A note on using a backup EOC to control recovery operations: expect to relocate closer to the disaster site within 48 hours, as it will quickly become unwieldy to control operations from a distance. However, for the first few hours, even a remote facility will be extremely valuable.
A disaster scenario is a hypothetical incident that gives participants a problem to work through. The scenario may describe any disruption to the normal flow of business. When selecting a scenario, be sure to make it one that is realistic as well as broad enough to include several teams to test intergroup communications. Also, make sure the final solution is achievable.

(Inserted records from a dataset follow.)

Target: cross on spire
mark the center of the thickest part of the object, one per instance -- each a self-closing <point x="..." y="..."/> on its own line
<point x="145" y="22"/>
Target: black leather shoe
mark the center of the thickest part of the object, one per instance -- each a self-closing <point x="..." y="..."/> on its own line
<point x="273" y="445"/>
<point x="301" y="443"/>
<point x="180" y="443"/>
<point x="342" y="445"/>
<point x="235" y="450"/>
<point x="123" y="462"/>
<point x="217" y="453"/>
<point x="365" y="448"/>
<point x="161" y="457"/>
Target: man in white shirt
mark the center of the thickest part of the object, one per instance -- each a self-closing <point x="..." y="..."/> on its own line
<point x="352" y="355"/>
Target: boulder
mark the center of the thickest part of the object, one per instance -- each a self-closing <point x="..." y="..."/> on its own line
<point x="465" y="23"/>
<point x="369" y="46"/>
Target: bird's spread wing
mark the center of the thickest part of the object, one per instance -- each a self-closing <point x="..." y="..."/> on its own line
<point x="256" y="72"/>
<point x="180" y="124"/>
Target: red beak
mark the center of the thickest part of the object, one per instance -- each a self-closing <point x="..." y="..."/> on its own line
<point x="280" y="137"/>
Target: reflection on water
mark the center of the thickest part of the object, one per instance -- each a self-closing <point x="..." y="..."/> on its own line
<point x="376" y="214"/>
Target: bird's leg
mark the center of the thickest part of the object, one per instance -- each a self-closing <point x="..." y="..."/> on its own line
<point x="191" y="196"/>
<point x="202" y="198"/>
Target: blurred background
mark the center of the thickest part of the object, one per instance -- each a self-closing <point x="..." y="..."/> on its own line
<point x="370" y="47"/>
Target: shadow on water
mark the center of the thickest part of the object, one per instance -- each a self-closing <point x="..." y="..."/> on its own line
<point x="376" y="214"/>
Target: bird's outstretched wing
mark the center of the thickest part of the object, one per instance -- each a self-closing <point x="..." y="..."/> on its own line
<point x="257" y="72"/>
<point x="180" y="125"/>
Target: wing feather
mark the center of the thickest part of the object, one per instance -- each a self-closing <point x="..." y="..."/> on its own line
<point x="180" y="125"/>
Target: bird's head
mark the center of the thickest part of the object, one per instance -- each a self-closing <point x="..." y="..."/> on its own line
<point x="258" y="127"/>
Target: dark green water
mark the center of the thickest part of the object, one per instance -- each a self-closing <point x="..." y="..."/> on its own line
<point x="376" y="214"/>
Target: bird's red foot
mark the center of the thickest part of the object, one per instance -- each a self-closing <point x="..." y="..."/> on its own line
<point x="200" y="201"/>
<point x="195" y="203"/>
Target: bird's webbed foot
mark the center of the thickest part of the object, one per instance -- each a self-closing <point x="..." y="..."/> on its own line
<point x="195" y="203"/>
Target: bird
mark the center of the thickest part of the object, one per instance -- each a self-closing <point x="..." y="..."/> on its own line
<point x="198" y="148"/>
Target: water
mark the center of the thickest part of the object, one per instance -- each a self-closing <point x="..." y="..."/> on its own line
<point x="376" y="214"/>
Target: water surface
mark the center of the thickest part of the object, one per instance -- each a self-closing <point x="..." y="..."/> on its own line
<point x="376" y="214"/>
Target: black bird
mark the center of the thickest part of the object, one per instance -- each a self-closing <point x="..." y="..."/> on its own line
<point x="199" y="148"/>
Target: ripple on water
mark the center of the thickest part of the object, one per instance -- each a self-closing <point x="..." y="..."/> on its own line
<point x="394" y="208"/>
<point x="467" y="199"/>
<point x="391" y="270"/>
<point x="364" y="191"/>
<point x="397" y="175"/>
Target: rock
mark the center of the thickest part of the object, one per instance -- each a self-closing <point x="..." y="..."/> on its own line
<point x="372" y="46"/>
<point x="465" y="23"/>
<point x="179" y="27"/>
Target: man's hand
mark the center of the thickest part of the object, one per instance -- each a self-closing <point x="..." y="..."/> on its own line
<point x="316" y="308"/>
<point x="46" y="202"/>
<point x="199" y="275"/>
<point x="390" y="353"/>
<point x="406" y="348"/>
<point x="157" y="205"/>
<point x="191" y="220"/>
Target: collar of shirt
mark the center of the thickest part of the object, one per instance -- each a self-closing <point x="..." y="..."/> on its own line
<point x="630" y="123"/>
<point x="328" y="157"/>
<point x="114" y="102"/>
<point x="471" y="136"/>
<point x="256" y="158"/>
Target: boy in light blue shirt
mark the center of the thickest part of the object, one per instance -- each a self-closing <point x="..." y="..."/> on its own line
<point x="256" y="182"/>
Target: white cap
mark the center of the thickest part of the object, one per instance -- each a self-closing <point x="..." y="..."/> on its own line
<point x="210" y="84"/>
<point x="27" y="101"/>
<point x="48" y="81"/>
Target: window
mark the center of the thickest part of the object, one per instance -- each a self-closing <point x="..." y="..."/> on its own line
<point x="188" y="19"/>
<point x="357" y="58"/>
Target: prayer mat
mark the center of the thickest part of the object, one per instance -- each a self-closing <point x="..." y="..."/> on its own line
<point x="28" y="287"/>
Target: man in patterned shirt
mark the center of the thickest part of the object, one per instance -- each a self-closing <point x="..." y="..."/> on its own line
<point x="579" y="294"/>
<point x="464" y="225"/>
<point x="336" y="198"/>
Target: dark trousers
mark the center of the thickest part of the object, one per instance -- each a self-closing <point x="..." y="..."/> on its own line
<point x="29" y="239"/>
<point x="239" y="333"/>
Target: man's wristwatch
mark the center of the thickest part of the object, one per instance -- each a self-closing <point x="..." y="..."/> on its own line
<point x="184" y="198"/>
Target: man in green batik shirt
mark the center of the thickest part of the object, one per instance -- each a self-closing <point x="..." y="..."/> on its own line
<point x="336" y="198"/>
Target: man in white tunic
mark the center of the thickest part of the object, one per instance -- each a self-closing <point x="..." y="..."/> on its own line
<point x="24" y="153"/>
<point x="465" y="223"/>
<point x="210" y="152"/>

The following is a list of potential testing scenarios.
- Natural Disasters
- Hurricane/heavy winds and rain
- Civil Crises
- Labor strike
- Workplace violence
- Serious supplier disruption
- Terrorist target neighbor (judiciary, military, federal, or diplomatic buildings)
- Limited or no property access
- Location Threats
- Nearby major highway, railway, pipeline
- Hazardous neighbor
- Offices above 12th floor (limit of fire ladders)
- Major political event
- Network/Information Security Issues
- Computer virus
- Hackers stealing data
- Data communication failure
- Data Operations Threats
- Roof collapse
- Broken water pipe in room above data center
- Fire in data center
- Critical IT equipment failure
- Telecommunications failure
- Power failure
- Service provider failure
Writing a Disaster Recovery Plan is only half the challenge. The other half – the real challenge – is to test it. Testing requires time, equipment, resources, and expertise to run. The gathering of all this into one place is difficult – however it is essential to knowing the plan will work. A tested plan has a much higher possibility of succeeding. Here are some of the many benefits to testing a recovery plan:
- Demonstrating that a plan works
- Validating plan assumptions
- Identifying unknown contingencies
- Verifying resource availability
- Training team members for their recovery roles
- Determining the actual length of recovery time and the ability to achieve the desired company RTO
The Disaster Containment Manager is in charge of making tough decisions, setting the recovery effort objectives, directing staff toward priorities, and keeping the Recovery Team focused. They are also the primary contact with public emergency services at a disaster site. The following list is Disaster Containment Manager responsibilities:
- Declaring that a disaster exists and identifying which outside assistance is required including the need to activate an off-site data center.
- Coordinating with any emergency services onsite to gain access to the site ASAP.
- Making an initial damage assessment and beginning planning for emergency containment.
- Selecting a site for the Emergency Operations Center by determining if the primary site is suitable or if a backup site must be activated.
- Activating the Disaster Recovery Teams, assigning people to either Business Continuity or Business Recovery efforts.
- Personally ensuring that adequate personnel safeguards are in place.
- Assigning staff to maintain a 24-hour schedule for containment and recovery.
- Maintaining the official status of the recovery for executive management.
- Coordinating incoming material with the materials receiving staff.
- Coordinating use of skilled trades with the facility engineering management such as from contract labor, electricians, welders, and millwrights.
- Assessing personnel strengths and weaknesses in terms of knowledge, skill, and performance to balance labor expertise and staffing.
- Watching for signs of excessive stress and fatigue.
- Identifying “at-risk” employees, such as those deeply affected by traumatic stress.
- Designating a backup person to assume the Disaster Containment Manager’s role while they are resting or not on the disaster site.